We believe that veterans of the struggle for our independence are not just trained gunmen, but schooled nationalists who have a deep understanding of the national question, a clear understanding of what needs to be done to realise the people first ideals of the liberation struggle that remain a pipedream 36 years after independence.

In so doing, we are confident that these distinguished fighters of the liberation struggle understand that the freedom they fought for was not for one man, his family or a particular grouping within our body politic; therefore, their allegiance is to the national cause, not the preservation of one man or sectoral political interests.

We also know that the war veterans — like every citizen in the country — are concerned about recent attempts to divide our people along colonial, tribal, nomenclature and colonial geographical boundaries when the lesson learnt during the struggle for the liberation of Zimbabwe is that we are one people, not only in Zimbabwe but the whole of Africa, especially our sub-region.

In Africa, we are all the same nation. We are abantu/vanhu. We are not tribes but a nation of people all united by our totems which are evidence of the history of our families. There is no difference, for instance, between Samanyanga, Nyamasvisva, Nzou, Zhou, Ndlovu, Ndou or Tlou. We are the same family speaking different dialects of the same Bantu language as a result of free movement and location.
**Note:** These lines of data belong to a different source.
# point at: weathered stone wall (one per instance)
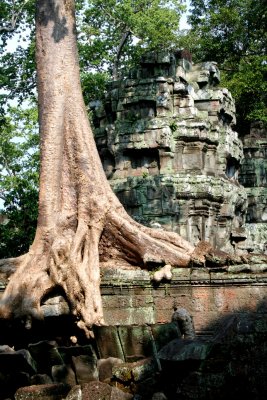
(131, 298)
(165, 135)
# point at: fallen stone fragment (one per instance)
(63, 374)
(75, 393)
(20, 360)
(85, 368)
(105, 366)
(184, 349)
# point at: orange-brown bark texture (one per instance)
(81, 225)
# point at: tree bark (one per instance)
(81, 223)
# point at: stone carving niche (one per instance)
(166, 137)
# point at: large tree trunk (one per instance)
(81, 223)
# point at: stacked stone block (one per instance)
(165, 136)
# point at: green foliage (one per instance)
(234, 34)
(19, 169)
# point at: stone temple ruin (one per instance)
(168, 145)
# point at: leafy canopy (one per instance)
(19, 170)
Attempts at dividing us along tribal and ethnic lines are nothing but an indication that among us are juvenile and desperate political failures who are trying to clutch onto archaic and bigoted colonial tactics of separating us by exploiting rare instances of non-mutual linguistic intelligibility among our people.

We are glad that the struggle for our independence, and indeed the other Chimurengas before it, demonstrated the oneness of our people and we implore veterans of the liberation struggle to continue being torch-bearers of this unity among our people and resist any attempts that Zanu PF succession politics might exert on them to for-go the ideals of our national struggle, which demands that our people have self-determination, have freedom of association, freedom of speech and guaranteed safety after the exercise of that freedom, freedom to pursue any economic activity of their choice, equality before the law and freedom to form or join a political party of their choice and to participate in civic and governance activities in their country without fear, among a battery of other freedoms availed to them, especially, after the coming into effect of our new Constitution.
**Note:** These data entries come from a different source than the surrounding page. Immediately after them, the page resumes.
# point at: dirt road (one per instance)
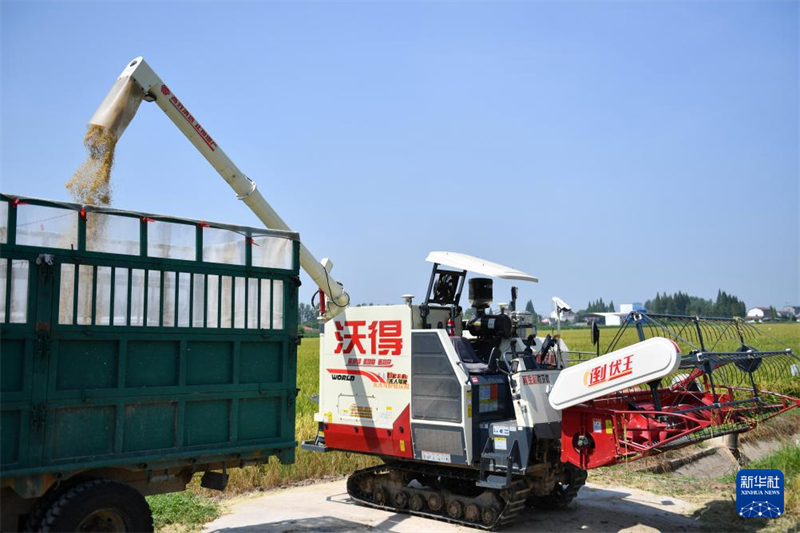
(326, 507)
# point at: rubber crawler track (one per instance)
(511, 500)
(558, 499)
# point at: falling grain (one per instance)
(91, 183)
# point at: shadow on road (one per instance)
(596, 510)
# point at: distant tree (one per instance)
(680, 303)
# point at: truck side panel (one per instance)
(143, 363)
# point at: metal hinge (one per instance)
(45, 263)
(39, 415)
(43, 345)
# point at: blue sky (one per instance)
(614, 149)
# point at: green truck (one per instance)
(137, 350)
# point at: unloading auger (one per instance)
(139, 82)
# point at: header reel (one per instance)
(723, 385)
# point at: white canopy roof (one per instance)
(478, 265)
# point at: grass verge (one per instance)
(182, 511)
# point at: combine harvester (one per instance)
(475, 419)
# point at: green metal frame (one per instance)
(77, 397)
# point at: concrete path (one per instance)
(326, 507)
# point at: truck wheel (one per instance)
(98, 506)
It is incumbent upon every citizen to cherish our independence and peace and work towards the attainment of the goals that those that sacrificed their lives to liberate our country set for themselves, their country and for posterity. The late Comrade Josiah Magama Tongogara once said, “Zimbabwe does not belong to us, it belongs to the future generation, so we should leave it a better country for them.” We, therefore, have a duty to ourselves, our children and generations to come to lay the foundations of solid economic growth in our country. Together, we are builders of Zimbabwe in peace.